Hyundai Heavy Industries said Wednesday it has developed selective-emitter solar cells with a record electricity conversion efficiency of 19.7 percent, which could curtail production costs for the fast-growing energy source.
The figure beat the previous record of 19.6 percent by Suntech Power Holdings, the world’s largest maker of photovoltaic panels based in Shanghai. It has also been confirmed by the Fraunhofer Institute for Solar Energy Systems, a leading think tank in Munich, the Korean shipbuilder said.

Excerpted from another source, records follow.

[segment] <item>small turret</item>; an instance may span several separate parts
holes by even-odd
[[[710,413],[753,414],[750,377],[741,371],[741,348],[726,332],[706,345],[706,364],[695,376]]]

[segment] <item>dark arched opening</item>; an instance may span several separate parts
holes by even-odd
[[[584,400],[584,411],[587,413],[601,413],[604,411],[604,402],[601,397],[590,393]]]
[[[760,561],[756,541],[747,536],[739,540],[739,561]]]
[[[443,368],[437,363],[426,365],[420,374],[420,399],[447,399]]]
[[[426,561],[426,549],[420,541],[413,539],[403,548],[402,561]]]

Selective-emitter solar cells have higher efficiency as their two different doping concentration zones on a silicon wafer surface facilitate current flow, whereas regular cells have only one type.
Hyundai Heavy said its latest 6-inch cells are 1 inch larger than those of Suntech. Their per-unit capacity reaches 4.7 megawatts, up 57 percent compared with its existing products.
The firm also said it can slash manufacturing costs by up to 30 percent by replacing silver electrodes with copper.
The nascent technology is deemed to be one of the most promising solutions in solar cell processing as it can notch up the cells’ efficiency by 0.3 to 0.6 percent and be easily integrated into the current production line, according to the Taiwan-based Industrial Technology Research Institute.
According to research firm Solar & Energy, selective-emitter cells are projected to make up nearly 51 percent of solar cells in 2015, up from 10.3 percent in 2010.
The world’s largest shipyard has been expanding its solar energy business since 2004. It runs a 600-megawatt photovoltaic power station in Eumseong and plans to launch a thin-film cell plant in Ochang, North Chungcheong Province, in the second half.